As far as I can tell, the distinctive feature of my workflow is that I'm giving it small, contained single-commit-sized tasks and limited context. For instance: "For all controller `output()` functions under `Controller/Edit/` and `Controller/Report/`, ensure that they check `Auth::userCanManage`." Others seem to be taking bigger swings.
It felt like I constantly have to go back and either fix things or I just didn't like the results. Like the forward momentum/progress on my projects overally wasn't there over time. Even with tho its cheaper it just doesn't feel worth it, to the point I start to feel negative emotions.
I'm actually a bit worried that I've somehow become to feel more negative emotions with agentic coding. Quicker to feel frustrated somehow when things aren't working.

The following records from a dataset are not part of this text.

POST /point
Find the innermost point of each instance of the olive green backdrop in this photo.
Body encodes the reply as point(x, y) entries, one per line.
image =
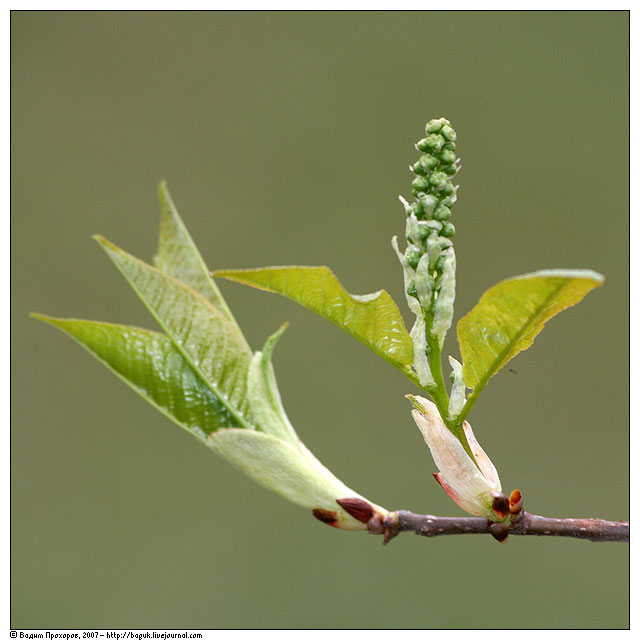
point(285, 138)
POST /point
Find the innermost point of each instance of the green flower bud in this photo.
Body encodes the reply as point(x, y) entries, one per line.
point(428, 161)
point(433, 126)
point(420, 184)
point(423, 232)
point(413, 257)
point(429, 203)
point(416, 209)
point(437, 179)
point(434, 142)
point(447, 156)
point(448, 230)
point(418, 169)
point(447, 189)
point(442, 213)
point(440, 264)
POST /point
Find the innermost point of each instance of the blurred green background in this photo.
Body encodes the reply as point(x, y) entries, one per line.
point(285, 138)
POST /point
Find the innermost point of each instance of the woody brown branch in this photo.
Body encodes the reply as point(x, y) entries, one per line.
point(524, 524)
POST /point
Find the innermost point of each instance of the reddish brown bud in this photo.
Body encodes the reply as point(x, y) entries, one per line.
point(500, 505)
point(499, 530)
point(328, 517)
point(359, 509)
point(515, 502)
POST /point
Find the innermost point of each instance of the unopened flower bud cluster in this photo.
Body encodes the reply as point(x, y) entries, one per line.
point(428, 228)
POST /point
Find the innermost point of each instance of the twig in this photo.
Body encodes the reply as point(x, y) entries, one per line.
point(522, 524)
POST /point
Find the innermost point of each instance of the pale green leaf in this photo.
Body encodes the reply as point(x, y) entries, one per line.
point(151, 365)
point(205, 337)
point(374, 319)
point(179, 257)
point(264, 397)
point(510, 315)
point(289, 471)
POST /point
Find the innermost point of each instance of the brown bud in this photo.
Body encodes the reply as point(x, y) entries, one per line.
point(359, 509)
point(499, 530)
point(328, 517)
point(515, 502)
point(500, 505)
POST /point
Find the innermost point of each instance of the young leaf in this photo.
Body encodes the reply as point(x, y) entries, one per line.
point(510, 315)
point(289, 471)
point(264, 396)
point(179, 257)
point(374, 319)
point(149, 363)
point(205, 337)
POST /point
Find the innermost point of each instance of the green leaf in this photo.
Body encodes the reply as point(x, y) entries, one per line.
point(264, 396)
point(289, 471)
point(374, 319)
point(179, 257)
point(149, 363)
point(203, 335)
point(510, 315)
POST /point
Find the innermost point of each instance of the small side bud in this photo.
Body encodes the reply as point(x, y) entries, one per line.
point(515, 502)
point(499, 505)
point(326, 516)
point(359, 509)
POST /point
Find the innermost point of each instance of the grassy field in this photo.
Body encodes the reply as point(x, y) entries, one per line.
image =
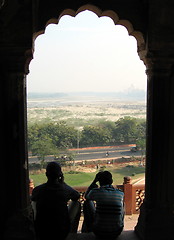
point(74, 178)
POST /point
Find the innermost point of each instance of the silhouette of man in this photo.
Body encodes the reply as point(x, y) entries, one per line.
point(106, 220)
point(53, 218)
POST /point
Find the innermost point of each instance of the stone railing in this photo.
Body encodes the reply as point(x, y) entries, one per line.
point(134, 194)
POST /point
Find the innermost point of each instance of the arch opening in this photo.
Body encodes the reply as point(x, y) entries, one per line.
point(108, 13)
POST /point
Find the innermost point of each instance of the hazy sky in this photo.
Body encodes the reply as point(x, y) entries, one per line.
point(85, 53)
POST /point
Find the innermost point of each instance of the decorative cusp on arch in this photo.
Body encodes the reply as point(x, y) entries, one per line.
point(100, 13)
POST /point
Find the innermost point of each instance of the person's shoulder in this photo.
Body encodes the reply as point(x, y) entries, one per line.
point(37, 190)
point(119, 191)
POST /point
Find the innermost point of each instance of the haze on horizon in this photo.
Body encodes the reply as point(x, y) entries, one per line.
point(86, 54)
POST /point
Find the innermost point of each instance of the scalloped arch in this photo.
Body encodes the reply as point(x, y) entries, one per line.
point(107, 13)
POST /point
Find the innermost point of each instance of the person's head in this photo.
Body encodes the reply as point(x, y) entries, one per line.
point(105, 178)
point(53, 171)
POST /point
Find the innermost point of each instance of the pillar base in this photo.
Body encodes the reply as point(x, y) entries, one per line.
point(155, 223)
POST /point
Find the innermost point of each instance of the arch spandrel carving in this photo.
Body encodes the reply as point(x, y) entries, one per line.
point(100, 13)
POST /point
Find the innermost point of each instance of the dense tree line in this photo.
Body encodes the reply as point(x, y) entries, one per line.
point(51, 138)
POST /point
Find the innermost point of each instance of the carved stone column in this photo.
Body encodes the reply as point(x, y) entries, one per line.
point(156, 219)
point(14, 163)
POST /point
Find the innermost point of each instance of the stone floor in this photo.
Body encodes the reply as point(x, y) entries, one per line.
point(127, 234)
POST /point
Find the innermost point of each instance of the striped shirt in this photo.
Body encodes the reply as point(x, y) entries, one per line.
point(109, 215)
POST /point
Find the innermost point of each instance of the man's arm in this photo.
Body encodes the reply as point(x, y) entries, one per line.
point(93, 184)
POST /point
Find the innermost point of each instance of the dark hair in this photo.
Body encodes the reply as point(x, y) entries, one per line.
point(105, 178)
point(53, 170)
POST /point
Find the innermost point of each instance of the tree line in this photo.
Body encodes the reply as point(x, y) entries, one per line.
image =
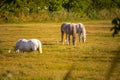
point(45, 10)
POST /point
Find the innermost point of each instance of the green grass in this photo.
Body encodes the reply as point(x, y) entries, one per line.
point(87, 61)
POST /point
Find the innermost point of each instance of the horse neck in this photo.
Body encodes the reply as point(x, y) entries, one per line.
point(74, 31)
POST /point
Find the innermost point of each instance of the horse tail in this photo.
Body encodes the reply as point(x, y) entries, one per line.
point(39, 46)
point(83, 32)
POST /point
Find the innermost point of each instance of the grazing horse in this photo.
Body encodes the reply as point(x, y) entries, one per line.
point(24, 45)
point(69, 29)
point(80, 29)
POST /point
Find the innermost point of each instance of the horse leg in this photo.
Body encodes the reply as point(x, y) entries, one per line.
point(62, 37)
point(40, 48)
point(79, 36)
point(68, 41)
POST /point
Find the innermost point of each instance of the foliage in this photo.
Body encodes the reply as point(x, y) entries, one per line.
point(116, 27)
point(12, 10)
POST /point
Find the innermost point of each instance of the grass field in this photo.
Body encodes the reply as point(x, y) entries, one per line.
point(96, 59)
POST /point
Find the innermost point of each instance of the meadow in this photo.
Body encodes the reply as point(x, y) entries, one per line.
point(96, 59)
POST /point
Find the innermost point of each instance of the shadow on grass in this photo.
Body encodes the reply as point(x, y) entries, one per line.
point(68, 75)
point(114, 64)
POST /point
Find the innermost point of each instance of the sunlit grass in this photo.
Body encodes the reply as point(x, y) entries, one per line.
point(86, 61)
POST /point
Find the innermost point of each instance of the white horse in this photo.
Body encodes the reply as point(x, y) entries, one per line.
point(24, 45)
point(80, 29)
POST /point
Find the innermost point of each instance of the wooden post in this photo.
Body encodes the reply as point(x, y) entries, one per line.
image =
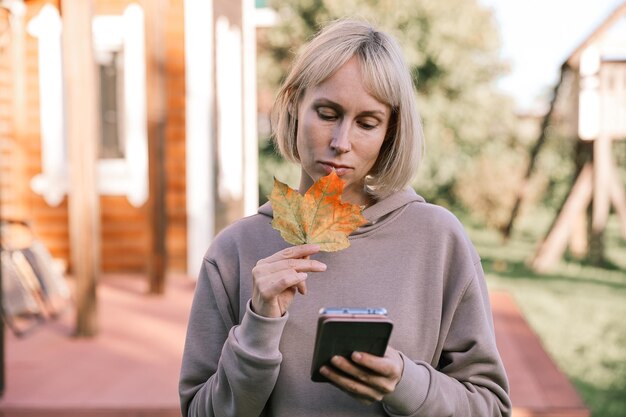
point(552, 248)
point(156, 100)
point(80, 80)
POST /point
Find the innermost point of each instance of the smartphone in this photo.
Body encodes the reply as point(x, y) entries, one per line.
point(341, 331)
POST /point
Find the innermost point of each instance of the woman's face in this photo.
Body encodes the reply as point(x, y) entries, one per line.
point(341, 127)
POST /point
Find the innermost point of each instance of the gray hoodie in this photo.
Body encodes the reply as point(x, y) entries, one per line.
point(412, 258)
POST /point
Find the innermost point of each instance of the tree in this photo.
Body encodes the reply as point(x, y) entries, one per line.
point(452, 49)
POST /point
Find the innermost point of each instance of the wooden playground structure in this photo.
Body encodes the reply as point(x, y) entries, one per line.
point(590, 101)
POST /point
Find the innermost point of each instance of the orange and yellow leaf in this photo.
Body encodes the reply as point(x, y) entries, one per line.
point(319, 216)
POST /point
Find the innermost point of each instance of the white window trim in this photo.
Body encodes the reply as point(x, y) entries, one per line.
point(124, 176)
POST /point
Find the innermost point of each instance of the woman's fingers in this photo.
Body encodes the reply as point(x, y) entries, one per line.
point(366, 376)
point(299, 265)
point(277, 278)
point(292, 252)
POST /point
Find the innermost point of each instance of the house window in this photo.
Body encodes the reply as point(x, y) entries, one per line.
point(119, 51)
point(111, 110)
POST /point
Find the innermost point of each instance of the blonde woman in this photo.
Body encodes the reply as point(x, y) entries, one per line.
point(347, 106)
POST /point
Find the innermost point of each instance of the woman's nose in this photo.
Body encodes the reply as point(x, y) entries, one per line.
point(341, 138)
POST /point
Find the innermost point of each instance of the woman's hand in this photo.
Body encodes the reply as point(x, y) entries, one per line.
point(366, 377)
point(277, 278)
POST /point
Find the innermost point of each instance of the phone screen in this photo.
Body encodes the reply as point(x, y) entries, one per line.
point(343, 331)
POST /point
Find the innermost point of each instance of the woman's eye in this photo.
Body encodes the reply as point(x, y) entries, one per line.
point(326, 114)
point(367, 125)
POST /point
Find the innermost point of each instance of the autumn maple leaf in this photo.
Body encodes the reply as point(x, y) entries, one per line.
point(319, 216)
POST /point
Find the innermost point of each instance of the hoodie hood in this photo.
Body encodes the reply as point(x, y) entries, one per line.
point(377, 212)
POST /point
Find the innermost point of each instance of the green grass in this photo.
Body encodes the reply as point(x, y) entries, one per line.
point(578, 310)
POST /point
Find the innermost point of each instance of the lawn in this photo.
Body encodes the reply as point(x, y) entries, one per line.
point(578, 310)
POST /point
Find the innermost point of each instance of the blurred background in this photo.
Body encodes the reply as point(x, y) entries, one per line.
point(132, 132)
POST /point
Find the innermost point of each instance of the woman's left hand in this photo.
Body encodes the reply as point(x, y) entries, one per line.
point(366, 377)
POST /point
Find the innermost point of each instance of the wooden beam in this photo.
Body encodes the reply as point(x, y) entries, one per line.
point(157, 116)
point(618, 199)
point(553, 246)
point(534, 153)
point(80, 80)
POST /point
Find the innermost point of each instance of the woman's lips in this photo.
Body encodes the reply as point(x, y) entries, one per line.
point(339, 169)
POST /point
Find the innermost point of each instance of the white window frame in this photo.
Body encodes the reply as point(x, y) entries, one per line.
point(121, 176)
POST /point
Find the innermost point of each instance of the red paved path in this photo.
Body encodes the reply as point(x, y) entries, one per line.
point(131, 369)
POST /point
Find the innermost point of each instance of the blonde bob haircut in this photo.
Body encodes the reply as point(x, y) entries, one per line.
point(386, 77)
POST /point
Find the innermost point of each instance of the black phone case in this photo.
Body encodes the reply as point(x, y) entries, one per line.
point(338, 335)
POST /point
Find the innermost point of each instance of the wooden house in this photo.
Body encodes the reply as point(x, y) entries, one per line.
point(174, 133)
point(588, 106)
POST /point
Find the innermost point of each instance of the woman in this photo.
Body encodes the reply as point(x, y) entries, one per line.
point(348, 106)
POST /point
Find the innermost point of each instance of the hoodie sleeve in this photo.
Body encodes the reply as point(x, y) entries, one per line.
point(227, 369)
point(470, 380)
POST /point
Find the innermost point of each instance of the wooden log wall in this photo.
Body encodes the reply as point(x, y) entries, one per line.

The joke is on them, though (maybe) because this also means that there's literally no reason to keep that account active.
This points toward a deeper issue though. We’ll probably see more individual offerings dry up over time. That means you’ll have individuals stuck with hand coding while the hyper productive AI assisted coders will all be at large organizations. If that happens, we’ll enter a phase where computing will once more be available exclusively to the elite few.
Given that they've already silently had session + weekly rate limits for the past couple weeks already at least (I've hit them), I wonder if this change is just making them visible to the user, or if it's actually tightening them too.
If it's the former then I can say they're still significantly more generous than claude pro (on the pro+ plan), so this might be okay. If it's the latter, and the new limits are similar to claude pro then copilot is going to be significantly less useful to me.
The per-request model was pretty insane.
And you can then cancel it. I have no idea what a premium request is and it's all just too complicated to use.
Copilot (before today) had one of the simplest & cheapest pricing on the market.
Pricing per turn/request was/is an idiotic model and I'm glad they are paying for it. It just forces you into a workflow just to work around business model. Heck the best laugh would be to create a plan outside vscode with interactive CC/Codex then copy paste into GH copilot to do a single session burn of few M tokens.
Again ridiculous model.
I subscribed two months ago, frustrated with Claude Code and their tight session limits.
The Copilot offer was unbeatable 100 dollars for a 12 months plan, if I remember correctly.
It was pretty clear they were losing money, but hey, it's Microsoft and they need customers, so a competitive push on pricing is expected.
Let's see what these limits look like and I'll decide whether to cancel my subscription or not.
Still a terrible move from them.
I'm a paying customer and I did not receive ANY communication about this. Was using Opus this afternoon and then it disappeared.
Microsoft really can't stop being Microsoft. I don't dispute the need to charge more for those models, but there is a basic decency to do things and as usual the Big Tech fuckery and complete lack of morals makes them do this in a way that generates total mistrust where it could be just annoyance.
I'll see how Sonnet handles the most difficult problems but I'm foresee a subscription cancelation soon.
They're all operating at a loss, enshittification is coming for us all.